Her zaman söylüyoruz. Memur maaşları belli bir seviyede olması gerekir. Memur en azından ortalama yaşam standartlarında hayatını idame ettirebilecek kadar bir ücreti almalıdır diye. Neden derseniz?
Memur devleti temsil eder. Soyut olan devletin somut varlıkları -adı üstünde- devlet memurlarıdır.
Toplum karşısında memurun itibarı zedelenmesin ki, devleti daha iyi temsil edebilsin.
Devlet memurları aldıkları ücret açısından bugün öyle bir noktaya geldi ki, pek çok memur kamuda çalışan işçinin neredeyse yarısı kadar maaş alır hale geldi. Elbette en düşük ev kirasının 8-10 bin TL olduğu bu ekonomik ortamda, kamuda çalışan işçilerimiz neden memurdan fazla maaş alıyor demiyoruz.
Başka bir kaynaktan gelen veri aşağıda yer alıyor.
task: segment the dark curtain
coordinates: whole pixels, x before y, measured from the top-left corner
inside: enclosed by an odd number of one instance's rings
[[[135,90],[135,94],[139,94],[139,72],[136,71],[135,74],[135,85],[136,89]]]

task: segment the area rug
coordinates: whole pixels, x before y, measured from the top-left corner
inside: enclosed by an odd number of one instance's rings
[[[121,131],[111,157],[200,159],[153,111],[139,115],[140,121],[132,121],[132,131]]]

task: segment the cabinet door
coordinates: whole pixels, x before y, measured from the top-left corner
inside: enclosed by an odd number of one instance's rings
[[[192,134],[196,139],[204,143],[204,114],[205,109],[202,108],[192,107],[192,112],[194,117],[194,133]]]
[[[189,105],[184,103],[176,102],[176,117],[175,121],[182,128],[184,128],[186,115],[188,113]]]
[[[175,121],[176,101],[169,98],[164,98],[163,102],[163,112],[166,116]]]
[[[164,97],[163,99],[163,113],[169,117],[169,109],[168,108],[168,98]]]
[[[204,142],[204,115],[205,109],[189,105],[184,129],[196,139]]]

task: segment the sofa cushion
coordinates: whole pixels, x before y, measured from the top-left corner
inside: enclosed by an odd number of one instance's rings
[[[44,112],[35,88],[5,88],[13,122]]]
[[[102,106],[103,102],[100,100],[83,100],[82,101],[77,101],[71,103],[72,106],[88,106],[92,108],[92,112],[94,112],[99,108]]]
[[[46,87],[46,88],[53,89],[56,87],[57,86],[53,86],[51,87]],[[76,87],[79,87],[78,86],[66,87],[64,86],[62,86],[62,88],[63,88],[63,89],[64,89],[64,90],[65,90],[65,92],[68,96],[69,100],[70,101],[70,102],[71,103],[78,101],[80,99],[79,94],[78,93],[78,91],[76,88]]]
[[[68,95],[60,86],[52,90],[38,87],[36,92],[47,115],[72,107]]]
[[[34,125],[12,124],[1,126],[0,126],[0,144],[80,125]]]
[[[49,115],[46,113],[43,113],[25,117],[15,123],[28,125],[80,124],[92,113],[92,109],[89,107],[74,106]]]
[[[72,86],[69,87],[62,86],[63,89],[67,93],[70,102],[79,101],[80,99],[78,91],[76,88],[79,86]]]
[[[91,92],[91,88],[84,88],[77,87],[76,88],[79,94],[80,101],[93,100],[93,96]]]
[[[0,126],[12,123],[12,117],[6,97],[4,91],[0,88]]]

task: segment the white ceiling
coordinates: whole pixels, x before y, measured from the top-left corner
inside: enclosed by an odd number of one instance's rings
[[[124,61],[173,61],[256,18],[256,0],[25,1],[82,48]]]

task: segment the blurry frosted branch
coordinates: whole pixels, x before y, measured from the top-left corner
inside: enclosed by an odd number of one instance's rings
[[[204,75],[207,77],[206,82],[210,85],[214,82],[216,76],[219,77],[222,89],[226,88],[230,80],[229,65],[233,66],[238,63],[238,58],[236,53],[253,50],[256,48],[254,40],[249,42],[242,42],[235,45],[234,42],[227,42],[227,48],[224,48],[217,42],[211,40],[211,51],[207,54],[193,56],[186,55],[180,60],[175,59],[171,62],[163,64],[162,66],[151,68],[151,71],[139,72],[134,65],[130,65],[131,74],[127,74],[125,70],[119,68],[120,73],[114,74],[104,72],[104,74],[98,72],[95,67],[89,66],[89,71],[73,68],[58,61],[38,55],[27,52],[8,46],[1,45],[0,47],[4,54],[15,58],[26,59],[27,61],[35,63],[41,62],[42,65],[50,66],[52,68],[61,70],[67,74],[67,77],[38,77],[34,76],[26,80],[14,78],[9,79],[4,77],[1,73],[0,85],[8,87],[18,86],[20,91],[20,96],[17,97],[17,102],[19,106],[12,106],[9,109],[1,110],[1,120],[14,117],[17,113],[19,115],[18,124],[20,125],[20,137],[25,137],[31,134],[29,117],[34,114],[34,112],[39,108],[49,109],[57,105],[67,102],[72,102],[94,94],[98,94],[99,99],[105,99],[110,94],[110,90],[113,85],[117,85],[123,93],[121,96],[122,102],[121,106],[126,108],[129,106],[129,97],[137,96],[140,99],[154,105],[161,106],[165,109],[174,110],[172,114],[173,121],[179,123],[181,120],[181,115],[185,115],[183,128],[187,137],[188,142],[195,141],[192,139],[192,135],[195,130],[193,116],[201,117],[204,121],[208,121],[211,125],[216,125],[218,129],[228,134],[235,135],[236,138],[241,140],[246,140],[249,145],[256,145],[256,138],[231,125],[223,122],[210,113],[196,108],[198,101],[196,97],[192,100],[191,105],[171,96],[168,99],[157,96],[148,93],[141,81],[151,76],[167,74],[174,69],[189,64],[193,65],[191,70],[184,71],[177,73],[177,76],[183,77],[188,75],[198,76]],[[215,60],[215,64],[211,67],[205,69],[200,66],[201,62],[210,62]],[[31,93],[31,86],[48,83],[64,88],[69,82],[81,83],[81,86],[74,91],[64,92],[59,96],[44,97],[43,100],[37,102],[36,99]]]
Olayın çarpıklığını dile getirmek adına vurgulamak istedik.
Önümüzdeki temmuz ayında memur maaşları yeniden güncellenecek. Ortada pek çok rakam konuşuluyor.
Tabi bu arada memurları temsil eden memurların yetkili sendikasının esamesi bile ortada yok.
2023 haziran ayında, yani mevcut durumda 30 yıllık memur 13.562 TL, hemşire 16.798 TL, eczacı 18.857 TL, mühendis 20.267 TL, tabip 21.898 TL, uzman tabip 23.393 TL maaş alırken, İş kur üzerinden ataması yapılan lise mezunu 19 yaşındaki bir işçi kardeşimizin maaşının ortalamasının 32.300 TL’ye gelmesini kim nasıl açıklayabilir.
İş Kur üzerinden yeni ataması yapılan lise mezunu 19 yaşındaki kardeşimizin 15 haziranda alacağı maaş 25.812 TL, yıl içerisindeki yol, yemek, giyim, ikramiye, tediye vb. 18 farklı kalemden alacağı toplam ücret yaklaşık 78.725 TL aylık ortalama 6.500 TL. 25.812 maaşla birlikte ortalama maaş 32.300 TL.
Aynı kurumda yönetici olarak çalışmakta olan arkadaşımız 2 lisans, 2 yüksek lisans bitirmiş, mali ve idari pek çok sorumluluk sırtına yüklenmiş, aldığı maaş 22.600 TL. Sürekli adaletten bahsedenler bunu nasıl izah edebilirler ki?
Devlet memurları hiçbir dönemde bu kadar değersizleştirilmedi. İtibarsızlaştırılmadı. Hiçbir dönemde adaletten, eğitimden, liyakatten bu kadar uzaklaşılmadı.
Emin olun ki, memurlarımızın bu gün geldiği, ya da getirildiği nokta temizlik işçilerimizin aldığı maaş memurlarımıza verilse sevinecek duruma gelmiş olmalarıdır. Görülmektedir ki ekonomik krizin faturası memurlarımıza kesilmiştir.
Bir örnekte fazla mesai saatlik ücretinden verelim. Sürekli işçinin (4-D) saatlik ücreti 120 TL iken; hemşire 39 TL, eczacı, diş hekimi 51 TL, tabip 58 TL. Örnekleri çoğaltmak mümkün.
Kamuda ücret adaletsizlikleri, dengeleri o kadar bozuldu ki, ne çalışma huzuru kaldı? Ne saygı? Ne sevgi?
22 Mayıs tarihinde, en düşük memur maaşının 22 bin TL olacağı müjdesi verildiğinde dolar 19.600 TL idi. O tarihte, 22 bin TL’nin karşılığı 1.122 dolar iken, bugün doları 23.500 TL olarak hesaplasak karşılığı 936 dolar. Yani 22 mayıstan bu güne kayıp 186 dolar, karşılığı 4.371 TL kayıp var.
Yaklaşık yirmi yıl önce emekli olan bir memur emekli ikramiyesiyle oturabileceği bir ev alabilirken, ya da küçük oranlarda borçlanırken, bugün bırakın ev almayı evin hayalini bile kuramaz herhalde. Bu gün memurun ev araba alabilmesi artık hayal oldu.
Memur maaşlarının her ay enflasyona göre yeniden düzenlenmesine, alım gücünün korunmasına ihtiyaç vardır.